2015年1月6日 星期二

Forget Russia or China- Why the Netherlands May Be First to Launch a Gold Backed Currency

www.silverdoctors.com全文

The Netherlands (and likely Germany as well) made concrete plans in 2012 to switch to a new currency in case the euro would crash.   Not long after the emergency currency was ready the Dutch began repatriating 122.5 tonnes of gold from New York.
This can be very important as there is a possibility the Euro-crisis will ignite again.
Monday we learned Greece will have new elections on January 25 that could bring the anti-bailout Syriza party to power, risking Greece’s membership of the Eurozone.
Will the first nation to launch a new gold-backed currency be Russia China The Netherlands??

 Submitted by Koos Jansen:

What Do We Know?

Researchers from Argos Medialogica, a Dutch TV documentary about Greece and the Eurocrisis 2010-2012 (broadcasted November 18, 2014), were told the Dutch emergency currency was called the Florijn. The voice over in the documentary states:
One of the emergency scenarios, according to anonymous sources, is the introduction of a new Dutch currency, the Florijn.
A spokesperson from the Dutch Ministry Of Finance couldn’t confirm nor deny the Florijn back-up plan. “We were prepared for everything, but our main goal was to keep the euro together”, said the spokesperson. Klaas Knot, Governor of the Dutch Central Bank since July 2011, stated the following in an interview in March 2014:
Interviewer: Were there moments on which you thought, it’s going to collapse? The euro will collapse in 2012; we’re going to lose it?

Klaas Knot: There certainly have been moments that I thought about this. There were also moments that we started to think, within the central bank, about emergency scenarios, we made preparations.

Interviewer: You made those preparations, back to the guilder? [the guilder was the Dutch currency before the euro]

Klaas KnotIf it would have been the guilder is not sure, but yes, we were prepared for scenarios in which we were confronted with the collapse of the euro. And then you must think of course, what are we going to do? No matter how much we didn’t want this scenario to happen. You must, as a central banker, always be prepared for all possible outcomes.  

Interviewer: If I would ask you in ten years, or perhaps you can answer this question now; we were, at that moment, dangerously close to a financial meltdown in Europe?
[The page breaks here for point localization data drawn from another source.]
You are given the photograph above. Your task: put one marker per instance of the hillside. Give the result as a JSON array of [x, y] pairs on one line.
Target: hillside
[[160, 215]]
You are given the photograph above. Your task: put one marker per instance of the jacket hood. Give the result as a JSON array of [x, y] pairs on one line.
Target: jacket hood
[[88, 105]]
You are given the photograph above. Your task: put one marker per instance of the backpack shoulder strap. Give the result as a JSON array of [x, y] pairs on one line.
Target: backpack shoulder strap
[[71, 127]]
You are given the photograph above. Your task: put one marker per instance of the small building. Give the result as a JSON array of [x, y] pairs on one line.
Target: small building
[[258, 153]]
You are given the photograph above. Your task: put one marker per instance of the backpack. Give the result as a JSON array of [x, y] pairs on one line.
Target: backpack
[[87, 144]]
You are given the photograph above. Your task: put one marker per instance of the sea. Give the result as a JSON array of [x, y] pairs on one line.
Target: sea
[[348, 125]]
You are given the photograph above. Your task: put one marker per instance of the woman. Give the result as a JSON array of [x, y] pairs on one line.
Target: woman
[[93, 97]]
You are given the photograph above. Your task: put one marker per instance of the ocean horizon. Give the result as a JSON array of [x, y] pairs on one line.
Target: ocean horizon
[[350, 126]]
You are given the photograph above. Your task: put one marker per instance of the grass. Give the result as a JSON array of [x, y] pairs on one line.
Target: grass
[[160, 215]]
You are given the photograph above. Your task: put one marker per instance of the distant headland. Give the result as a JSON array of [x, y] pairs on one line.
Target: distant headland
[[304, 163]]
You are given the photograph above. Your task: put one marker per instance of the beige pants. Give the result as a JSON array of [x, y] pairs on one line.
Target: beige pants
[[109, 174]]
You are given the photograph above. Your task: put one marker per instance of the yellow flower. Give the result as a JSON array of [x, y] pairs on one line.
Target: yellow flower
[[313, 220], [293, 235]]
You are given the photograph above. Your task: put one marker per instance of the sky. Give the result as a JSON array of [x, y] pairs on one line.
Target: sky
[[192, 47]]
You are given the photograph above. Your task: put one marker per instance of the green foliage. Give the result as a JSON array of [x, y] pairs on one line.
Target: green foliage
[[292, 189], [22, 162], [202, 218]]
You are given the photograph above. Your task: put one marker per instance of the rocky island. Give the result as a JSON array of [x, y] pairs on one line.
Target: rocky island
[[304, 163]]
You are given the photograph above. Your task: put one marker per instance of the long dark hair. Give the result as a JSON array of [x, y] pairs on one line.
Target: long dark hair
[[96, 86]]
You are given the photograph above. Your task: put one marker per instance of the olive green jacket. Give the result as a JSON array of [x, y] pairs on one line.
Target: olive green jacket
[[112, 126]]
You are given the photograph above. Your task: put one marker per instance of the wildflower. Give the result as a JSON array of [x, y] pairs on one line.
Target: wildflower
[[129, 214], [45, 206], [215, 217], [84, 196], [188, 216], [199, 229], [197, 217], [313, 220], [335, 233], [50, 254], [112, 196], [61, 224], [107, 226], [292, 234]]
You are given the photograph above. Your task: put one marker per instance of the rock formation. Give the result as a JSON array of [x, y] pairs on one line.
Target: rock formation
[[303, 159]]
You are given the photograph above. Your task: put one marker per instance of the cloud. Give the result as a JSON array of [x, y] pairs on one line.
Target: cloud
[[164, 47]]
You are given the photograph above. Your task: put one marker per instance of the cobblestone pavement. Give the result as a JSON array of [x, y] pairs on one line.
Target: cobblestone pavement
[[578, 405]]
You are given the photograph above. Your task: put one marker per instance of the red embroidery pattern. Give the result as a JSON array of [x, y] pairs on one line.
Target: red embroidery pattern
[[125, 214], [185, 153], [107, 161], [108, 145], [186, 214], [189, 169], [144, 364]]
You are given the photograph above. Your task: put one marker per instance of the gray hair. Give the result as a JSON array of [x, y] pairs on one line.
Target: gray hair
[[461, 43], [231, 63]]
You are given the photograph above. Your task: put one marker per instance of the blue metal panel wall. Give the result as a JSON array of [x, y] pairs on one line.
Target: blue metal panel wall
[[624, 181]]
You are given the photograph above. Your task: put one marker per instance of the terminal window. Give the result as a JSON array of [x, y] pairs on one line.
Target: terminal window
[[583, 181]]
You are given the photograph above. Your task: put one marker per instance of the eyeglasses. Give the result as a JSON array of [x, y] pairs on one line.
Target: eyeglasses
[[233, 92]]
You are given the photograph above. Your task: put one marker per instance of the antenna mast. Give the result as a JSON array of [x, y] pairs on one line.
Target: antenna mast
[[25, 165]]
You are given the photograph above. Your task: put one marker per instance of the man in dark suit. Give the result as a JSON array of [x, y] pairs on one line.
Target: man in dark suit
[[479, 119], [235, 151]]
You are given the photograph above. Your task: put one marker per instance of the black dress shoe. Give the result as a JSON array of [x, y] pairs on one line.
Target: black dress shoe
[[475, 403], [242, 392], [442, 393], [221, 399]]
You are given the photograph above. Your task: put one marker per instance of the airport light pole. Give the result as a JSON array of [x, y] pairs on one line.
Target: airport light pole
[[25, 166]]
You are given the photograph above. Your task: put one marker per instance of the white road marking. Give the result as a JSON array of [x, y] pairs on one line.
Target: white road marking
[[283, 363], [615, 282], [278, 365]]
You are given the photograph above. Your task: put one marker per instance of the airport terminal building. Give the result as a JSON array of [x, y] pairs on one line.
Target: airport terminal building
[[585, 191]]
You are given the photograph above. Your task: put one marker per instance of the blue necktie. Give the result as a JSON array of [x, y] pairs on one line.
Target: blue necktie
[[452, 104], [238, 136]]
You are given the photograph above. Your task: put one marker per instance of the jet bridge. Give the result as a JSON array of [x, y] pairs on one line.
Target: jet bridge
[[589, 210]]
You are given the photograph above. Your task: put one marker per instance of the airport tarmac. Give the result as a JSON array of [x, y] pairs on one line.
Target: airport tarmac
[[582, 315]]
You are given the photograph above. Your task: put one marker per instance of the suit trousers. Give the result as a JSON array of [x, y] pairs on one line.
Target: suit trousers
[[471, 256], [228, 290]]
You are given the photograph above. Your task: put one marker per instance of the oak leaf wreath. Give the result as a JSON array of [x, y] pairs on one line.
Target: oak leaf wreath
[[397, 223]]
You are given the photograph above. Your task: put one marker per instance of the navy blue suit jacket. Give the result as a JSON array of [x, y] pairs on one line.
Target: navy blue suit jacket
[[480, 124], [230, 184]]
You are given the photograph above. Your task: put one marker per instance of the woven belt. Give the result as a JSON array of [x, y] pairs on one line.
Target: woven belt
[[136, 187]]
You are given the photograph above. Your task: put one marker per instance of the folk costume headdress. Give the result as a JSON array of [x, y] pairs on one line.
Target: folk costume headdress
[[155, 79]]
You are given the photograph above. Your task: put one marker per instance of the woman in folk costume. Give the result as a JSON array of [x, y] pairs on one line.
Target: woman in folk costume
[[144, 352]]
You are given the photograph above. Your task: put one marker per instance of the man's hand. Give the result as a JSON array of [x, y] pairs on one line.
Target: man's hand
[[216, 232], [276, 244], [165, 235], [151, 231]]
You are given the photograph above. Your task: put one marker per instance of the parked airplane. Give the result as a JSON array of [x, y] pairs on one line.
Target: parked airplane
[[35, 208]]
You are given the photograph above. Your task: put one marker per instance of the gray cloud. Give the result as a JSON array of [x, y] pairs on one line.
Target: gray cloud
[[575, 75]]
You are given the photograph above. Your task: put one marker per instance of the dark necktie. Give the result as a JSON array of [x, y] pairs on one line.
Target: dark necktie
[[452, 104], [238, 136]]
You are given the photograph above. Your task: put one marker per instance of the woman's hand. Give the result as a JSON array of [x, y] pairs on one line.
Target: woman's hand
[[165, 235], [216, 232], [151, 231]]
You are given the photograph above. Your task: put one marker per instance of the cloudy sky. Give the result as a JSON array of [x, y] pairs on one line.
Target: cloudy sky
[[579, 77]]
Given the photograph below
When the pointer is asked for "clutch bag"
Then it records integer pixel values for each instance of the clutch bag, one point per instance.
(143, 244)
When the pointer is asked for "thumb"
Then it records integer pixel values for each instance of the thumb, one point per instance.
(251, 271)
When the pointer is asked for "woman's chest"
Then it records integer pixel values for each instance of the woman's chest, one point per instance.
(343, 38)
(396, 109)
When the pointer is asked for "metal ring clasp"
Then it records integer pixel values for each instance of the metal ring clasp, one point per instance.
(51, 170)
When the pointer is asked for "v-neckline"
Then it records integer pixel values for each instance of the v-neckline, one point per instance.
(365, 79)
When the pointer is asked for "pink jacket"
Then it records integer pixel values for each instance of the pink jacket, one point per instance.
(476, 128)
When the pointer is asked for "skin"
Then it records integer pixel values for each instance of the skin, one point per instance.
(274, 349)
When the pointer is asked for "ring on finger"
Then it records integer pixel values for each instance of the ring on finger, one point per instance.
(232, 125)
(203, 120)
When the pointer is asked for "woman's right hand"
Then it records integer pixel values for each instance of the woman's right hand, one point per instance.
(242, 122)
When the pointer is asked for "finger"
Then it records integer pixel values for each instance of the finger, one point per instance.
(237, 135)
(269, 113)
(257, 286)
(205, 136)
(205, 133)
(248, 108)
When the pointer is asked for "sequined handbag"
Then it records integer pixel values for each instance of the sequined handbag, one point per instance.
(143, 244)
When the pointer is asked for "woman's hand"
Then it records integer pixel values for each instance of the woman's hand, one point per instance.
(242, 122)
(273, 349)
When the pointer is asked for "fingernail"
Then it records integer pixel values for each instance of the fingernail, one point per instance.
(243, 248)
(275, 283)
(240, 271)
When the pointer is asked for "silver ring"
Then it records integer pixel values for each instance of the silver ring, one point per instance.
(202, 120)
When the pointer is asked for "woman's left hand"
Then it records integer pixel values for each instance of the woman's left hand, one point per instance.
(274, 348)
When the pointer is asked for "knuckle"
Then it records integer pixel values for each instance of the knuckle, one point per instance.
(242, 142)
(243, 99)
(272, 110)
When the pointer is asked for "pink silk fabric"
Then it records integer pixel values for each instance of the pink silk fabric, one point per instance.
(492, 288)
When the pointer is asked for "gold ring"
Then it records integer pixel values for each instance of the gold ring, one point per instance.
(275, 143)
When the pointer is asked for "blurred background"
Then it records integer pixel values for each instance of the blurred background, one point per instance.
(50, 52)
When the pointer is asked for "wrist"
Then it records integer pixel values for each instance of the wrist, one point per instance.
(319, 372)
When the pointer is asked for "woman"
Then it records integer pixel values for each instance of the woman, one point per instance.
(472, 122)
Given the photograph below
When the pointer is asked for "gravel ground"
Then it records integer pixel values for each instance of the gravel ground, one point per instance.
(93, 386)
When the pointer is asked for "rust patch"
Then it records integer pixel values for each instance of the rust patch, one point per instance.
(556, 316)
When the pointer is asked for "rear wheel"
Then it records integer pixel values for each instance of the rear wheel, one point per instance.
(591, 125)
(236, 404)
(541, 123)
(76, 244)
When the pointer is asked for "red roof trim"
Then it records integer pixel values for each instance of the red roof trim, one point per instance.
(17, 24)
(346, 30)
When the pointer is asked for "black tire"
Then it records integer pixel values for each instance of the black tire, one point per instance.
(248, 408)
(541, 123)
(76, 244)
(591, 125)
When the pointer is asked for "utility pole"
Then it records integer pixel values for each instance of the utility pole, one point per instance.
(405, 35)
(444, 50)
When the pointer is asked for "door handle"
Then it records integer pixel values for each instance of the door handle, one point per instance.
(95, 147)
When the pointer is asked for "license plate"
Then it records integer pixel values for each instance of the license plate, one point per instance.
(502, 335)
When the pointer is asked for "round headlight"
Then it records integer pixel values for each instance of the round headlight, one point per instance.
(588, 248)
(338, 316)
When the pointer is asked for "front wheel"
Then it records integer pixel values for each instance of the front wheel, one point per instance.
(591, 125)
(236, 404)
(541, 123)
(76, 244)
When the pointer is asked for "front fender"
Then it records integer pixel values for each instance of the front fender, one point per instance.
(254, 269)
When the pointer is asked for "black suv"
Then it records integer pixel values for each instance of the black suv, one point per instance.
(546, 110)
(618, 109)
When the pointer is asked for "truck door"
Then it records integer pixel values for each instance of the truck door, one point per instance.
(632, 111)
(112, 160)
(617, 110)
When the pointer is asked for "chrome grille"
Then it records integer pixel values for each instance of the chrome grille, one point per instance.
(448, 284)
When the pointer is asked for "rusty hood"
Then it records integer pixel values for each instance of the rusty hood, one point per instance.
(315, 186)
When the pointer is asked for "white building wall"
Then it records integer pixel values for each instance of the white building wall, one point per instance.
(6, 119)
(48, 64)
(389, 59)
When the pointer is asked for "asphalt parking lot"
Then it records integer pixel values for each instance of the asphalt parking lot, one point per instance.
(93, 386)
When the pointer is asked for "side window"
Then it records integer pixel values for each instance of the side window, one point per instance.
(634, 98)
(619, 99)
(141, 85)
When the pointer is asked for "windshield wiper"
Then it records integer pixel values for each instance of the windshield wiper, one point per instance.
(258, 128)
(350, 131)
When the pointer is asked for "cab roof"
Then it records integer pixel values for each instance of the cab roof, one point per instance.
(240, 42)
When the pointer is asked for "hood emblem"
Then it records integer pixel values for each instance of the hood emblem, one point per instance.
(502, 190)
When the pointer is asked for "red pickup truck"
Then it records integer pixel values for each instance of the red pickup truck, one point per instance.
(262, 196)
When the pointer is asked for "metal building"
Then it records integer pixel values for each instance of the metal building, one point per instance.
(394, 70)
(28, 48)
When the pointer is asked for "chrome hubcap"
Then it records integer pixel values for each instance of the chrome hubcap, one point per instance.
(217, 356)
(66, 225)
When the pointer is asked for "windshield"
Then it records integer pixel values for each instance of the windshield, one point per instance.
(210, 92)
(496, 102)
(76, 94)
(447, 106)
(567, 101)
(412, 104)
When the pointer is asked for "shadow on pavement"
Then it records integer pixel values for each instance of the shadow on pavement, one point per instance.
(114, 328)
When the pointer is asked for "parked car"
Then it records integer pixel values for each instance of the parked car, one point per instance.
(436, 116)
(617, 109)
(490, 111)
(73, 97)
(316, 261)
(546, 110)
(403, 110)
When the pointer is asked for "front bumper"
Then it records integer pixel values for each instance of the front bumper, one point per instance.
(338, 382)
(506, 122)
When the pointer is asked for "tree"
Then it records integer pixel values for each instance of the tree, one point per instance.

And when was this? 

Klaas Knot: It was in the summer of 2012, also previously in late 2011. There were two occasions on which we had to act. We had to do something that was within our mandate. We had the feeling we were in trapped a situation that we didn’t cause. We had to act, we were the only ones that could act, and we did act. It was a situation I never want to be in again.